The thermal energy of a substance increases when it is heated. This thermal energy is converted into kinetic energy and can cause physical changes in the substance. These physical changes can be seen as a change in the temperature of the substance, a change in the volume of the substance, or a change in the shape of the substance.
When the thermal energy of a substance increases, it undergoes a phase change from one form to another. This process can be summarized by three rules:
(1) the heat of vaporization is greater than the heat of fusion;
(2) the vaporization enthalpy is greater than the fusion enthalpy; and
(3) for liquid and solid substances, vaporization takes place at a lower temperature than fusion. These three rules are called Henry’s laws of thermodynamics.
And, The thermal energy of a substance increases when the temperature of a sample increases. The molecules move faster because they are warmer. As the temperature increases, so does the kinetic energy of the molecules. When the molecules reach the speed of sound, their thermal energy exceeds the potential energy. The molecules stop moving and become solid.
Heat and thermal energy are different forms of energy. Thermal energy is the amount of energy in the atoms, molecules, and other particles that make up matter. Heat is an increase in the kinetic energy of the particles. The greater the temperature, the more kinetic energy atoms have.

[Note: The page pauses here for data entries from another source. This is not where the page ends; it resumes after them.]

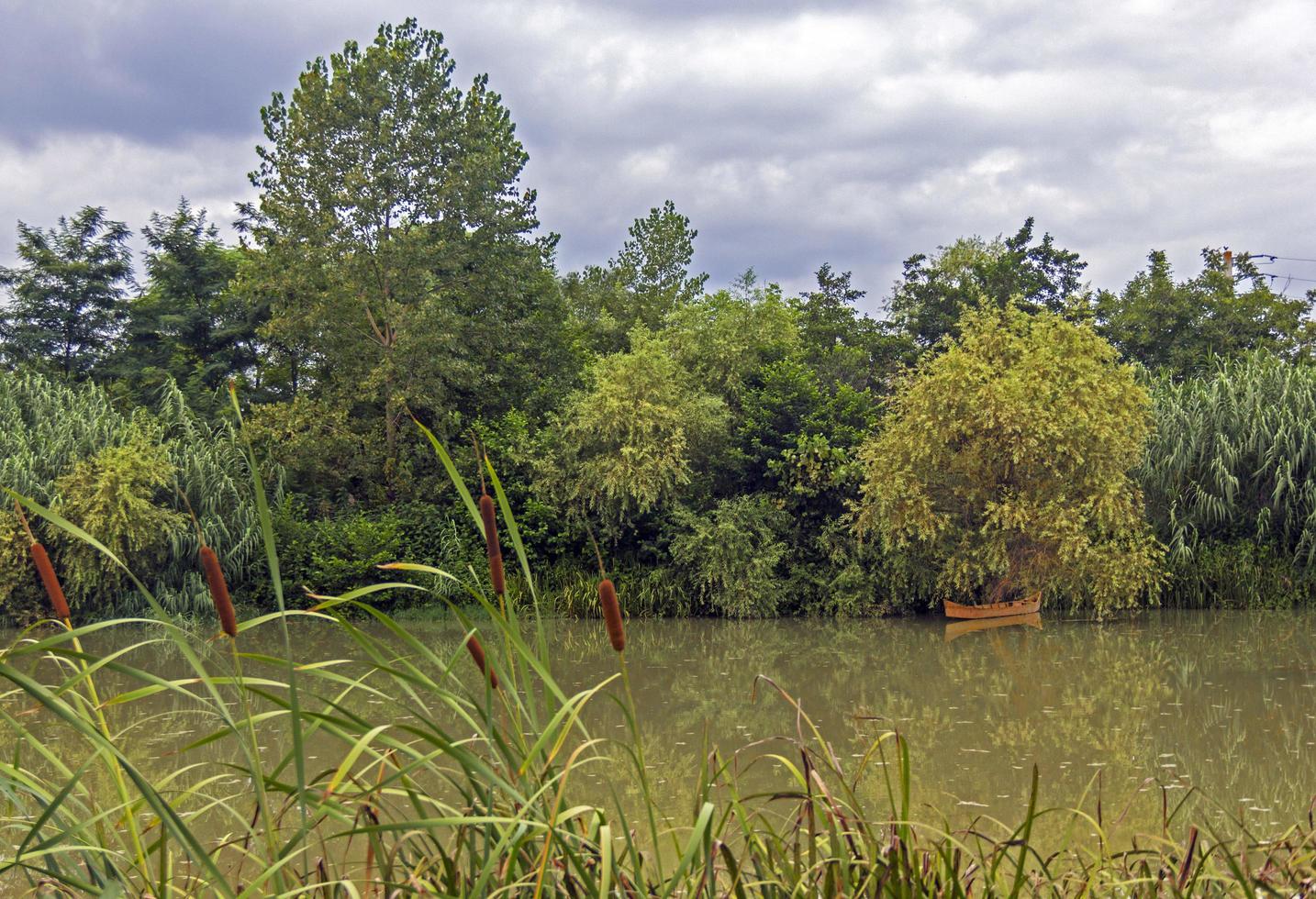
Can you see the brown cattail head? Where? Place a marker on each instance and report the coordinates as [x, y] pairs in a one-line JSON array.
[[218, 591], [612, 615], [491, 544], [50, 582], [473, 645]]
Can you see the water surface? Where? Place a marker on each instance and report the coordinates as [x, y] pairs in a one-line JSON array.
[[1215, 710]]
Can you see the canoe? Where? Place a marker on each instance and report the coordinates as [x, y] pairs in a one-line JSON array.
[[955, 629], [994, 610]]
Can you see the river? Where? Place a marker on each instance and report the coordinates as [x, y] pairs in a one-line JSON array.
[[1212, 708]]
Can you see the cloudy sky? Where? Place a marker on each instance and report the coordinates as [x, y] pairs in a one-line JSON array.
[[791, 133]]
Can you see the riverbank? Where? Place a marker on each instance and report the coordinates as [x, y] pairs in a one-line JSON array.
[[1139, 729]]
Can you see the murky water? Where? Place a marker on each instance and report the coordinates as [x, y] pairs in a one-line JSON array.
[[1216, 710]]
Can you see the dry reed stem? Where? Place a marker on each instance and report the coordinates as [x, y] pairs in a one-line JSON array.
[[50, 582], [476, 650], [612, 615], [218, 591], [495, 553]]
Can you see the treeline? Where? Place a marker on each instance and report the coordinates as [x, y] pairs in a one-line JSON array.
[[393, 269]]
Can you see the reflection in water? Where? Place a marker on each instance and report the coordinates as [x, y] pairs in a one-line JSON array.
[[955, 629], [1143, 712]]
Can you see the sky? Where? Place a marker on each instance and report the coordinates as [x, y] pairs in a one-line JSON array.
[[790, 133]]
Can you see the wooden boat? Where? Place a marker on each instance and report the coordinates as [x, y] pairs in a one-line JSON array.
[[955, 629], [994, 610]]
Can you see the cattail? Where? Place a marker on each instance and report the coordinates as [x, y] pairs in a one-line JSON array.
[[476, 651], [612, 615], [218, 591], [491, 544], [51, 583]]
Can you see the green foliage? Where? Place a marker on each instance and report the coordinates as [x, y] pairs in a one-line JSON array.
[[395, 237], [634, 438], [721, 339], [730, 554], [1182, 327], [1006, 460], [934, 291], [842, 345], [114, 495], [66, 447], [187, 326], [654, 263], [1240, 574], [67, 294], [485, 763], [1232, 460]]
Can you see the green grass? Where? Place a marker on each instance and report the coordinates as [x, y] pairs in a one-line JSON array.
[[453, 787]]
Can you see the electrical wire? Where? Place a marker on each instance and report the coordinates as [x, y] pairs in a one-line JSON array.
[[1273, 257]]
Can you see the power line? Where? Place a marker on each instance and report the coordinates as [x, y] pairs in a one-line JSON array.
[[1306, 281], [1273, 257]]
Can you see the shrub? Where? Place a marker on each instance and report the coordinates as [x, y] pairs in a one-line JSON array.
[[730, 556], [1004, 465], [114, 495], [1233, 459], [66, 445]]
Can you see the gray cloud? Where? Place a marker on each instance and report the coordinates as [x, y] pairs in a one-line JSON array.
[[790, 133]]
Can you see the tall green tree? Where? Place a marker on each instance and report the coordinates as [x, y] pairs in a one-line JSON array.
[[1004, 465], [395, 232], [187, 324], [1181, 327], [654, 263], [840, 342], [633, 438], [934, 291], [67, 294]]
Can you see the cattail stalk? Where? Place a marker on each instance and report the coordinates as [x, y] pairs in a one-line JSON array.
[[61, 607], [50, 582], [612, 615], [476, 650], [218, 591], [58, 603], [491, 544]]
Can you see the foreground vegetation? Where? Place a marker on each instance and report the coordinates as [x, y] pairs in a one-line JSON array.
[[464, 777], [712, 436]]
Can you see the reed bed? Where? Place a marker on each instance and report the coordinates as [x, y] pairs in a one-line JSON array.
[[464, 780]]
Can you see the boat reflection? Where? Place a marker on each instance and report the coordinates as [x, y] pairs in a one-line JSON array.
[[957, 629]]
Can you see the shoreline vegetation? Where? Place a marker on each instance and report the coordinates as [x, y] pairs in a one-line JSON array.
[[733, 448], [672, 450], [463, 782]]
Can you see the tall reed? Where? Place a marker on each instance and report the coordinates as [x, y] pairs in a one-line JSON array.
[[423, 786]]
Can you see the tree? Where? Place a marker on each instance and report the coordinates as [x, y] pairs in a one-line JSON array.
[[1181, 327], [187, 324], [394, 228], [842, 344], [654, 263], [722, 339], [67, 294], [933, 291], [1004, 465], [634, 438]]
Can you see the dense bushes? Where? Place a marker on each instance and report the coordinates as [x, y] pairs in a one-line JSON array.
[[120, 477], [1231, 480], [1004, 465]]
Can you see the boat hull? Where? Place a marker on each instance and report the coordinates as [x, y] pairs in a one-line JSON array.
[[994, 610]]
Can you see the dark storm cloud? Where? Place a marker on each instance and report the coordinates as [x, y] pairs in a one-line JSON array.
[[791, 133]]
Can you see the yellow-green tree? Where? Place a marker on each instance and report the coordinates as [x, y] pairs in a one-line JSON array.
[[1004, 463]]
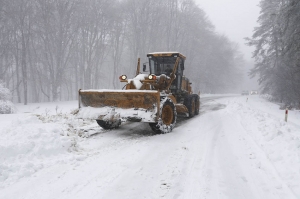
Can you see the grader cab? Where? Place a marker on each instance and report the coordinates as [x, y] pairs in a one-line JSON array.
[[156, 98]]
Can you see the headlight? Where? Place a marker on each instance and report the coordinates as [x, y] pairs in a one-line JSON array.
[[123, 77], [152, 77]]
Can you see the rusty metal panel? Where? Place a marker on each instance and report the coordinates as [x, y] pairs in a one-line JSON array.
[[121, 99]]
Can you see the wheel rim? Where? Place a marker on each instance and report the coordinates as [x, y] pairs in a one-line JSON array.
[[167, 115]]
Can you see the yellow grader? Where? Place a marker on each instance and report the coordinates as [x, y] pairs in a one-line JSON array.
[[156, 98]]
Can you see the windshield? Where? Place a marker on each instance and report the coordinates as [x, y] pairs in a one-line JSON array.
[[161, 65]]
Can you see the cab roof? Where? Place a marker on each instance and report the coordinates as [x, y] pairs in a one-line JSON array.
[[166, 54]]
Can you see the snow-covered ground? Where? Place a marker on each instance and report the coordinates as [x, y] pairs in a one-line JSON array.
[[235, 148]]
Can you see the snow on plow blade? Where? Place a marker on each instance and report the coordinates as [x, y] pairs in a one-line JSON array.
[[110, 105]]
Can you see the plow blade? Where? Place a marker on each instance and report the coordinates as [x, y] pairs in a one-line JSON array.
[[109, 105]]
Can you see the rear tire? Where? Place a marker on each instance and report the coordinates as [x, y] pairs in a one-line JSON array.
[[190, 103], [167, 117], [109, 125]]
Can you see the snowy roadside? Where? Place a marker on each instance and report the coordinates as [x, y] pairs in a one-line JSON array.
[[279, 140], [39, 136]]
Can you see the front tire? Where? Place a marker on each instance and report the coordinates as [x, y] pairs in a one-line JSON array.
[[167, 117]]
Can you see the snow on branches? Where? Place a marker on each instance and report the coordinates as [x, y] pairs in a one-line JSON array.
[[6, 106]]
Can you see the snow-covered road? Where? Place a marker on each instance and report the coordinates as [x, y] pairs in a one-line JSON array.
[[235, 148]]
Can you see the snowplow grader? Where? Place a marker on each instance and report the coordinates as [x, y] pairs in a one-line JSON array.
[[156, 98]]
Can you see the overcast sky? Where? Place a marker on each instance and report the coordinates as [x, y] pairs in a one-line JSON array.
[[234, 18]]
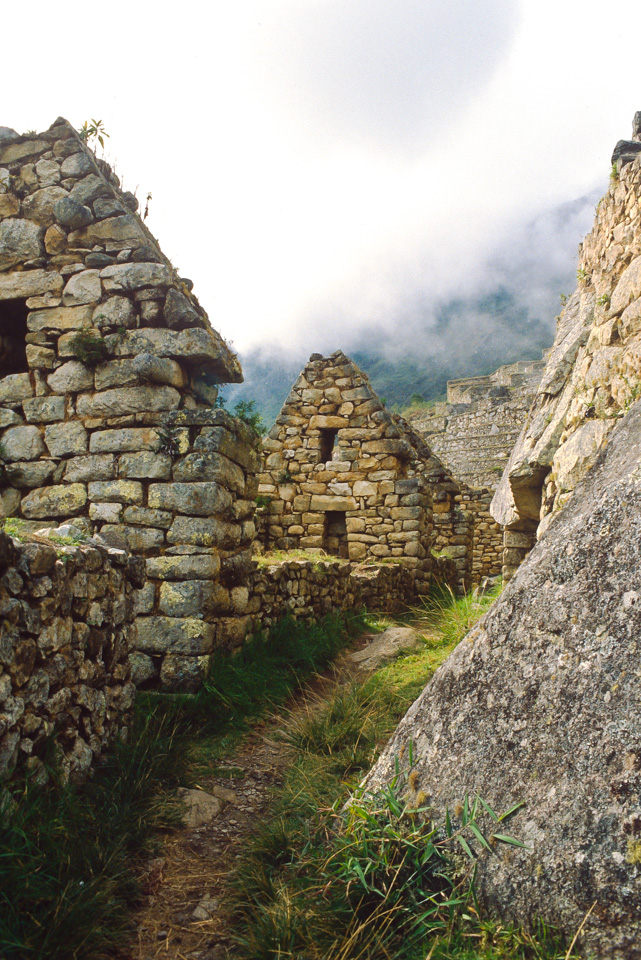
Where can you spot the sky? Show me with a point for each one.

When thermal energy is added to a substance, it can cause various changes. This thermal energy can be in the form of light, heat, or motion. The first change that occurs is that the temperature of the substance increases. This increase in temperature can cause different molecules within the substance to move faster or change their arrangement. The second change that often occurs is a release of energy. This energy can be used to do work or create heat.
When the thermal energy of a substance increases, the atoms or molecules of that substance move faster and farther apart. This change in kinetic energy causes a rise in the temperature of the substance. Additionally, an increase in thermal energy can also cause a substance to change state, from a solid to a liquid or gas, for example. Finally, an increase in thermal energy can cause chemical reactions to take place at a faster rate.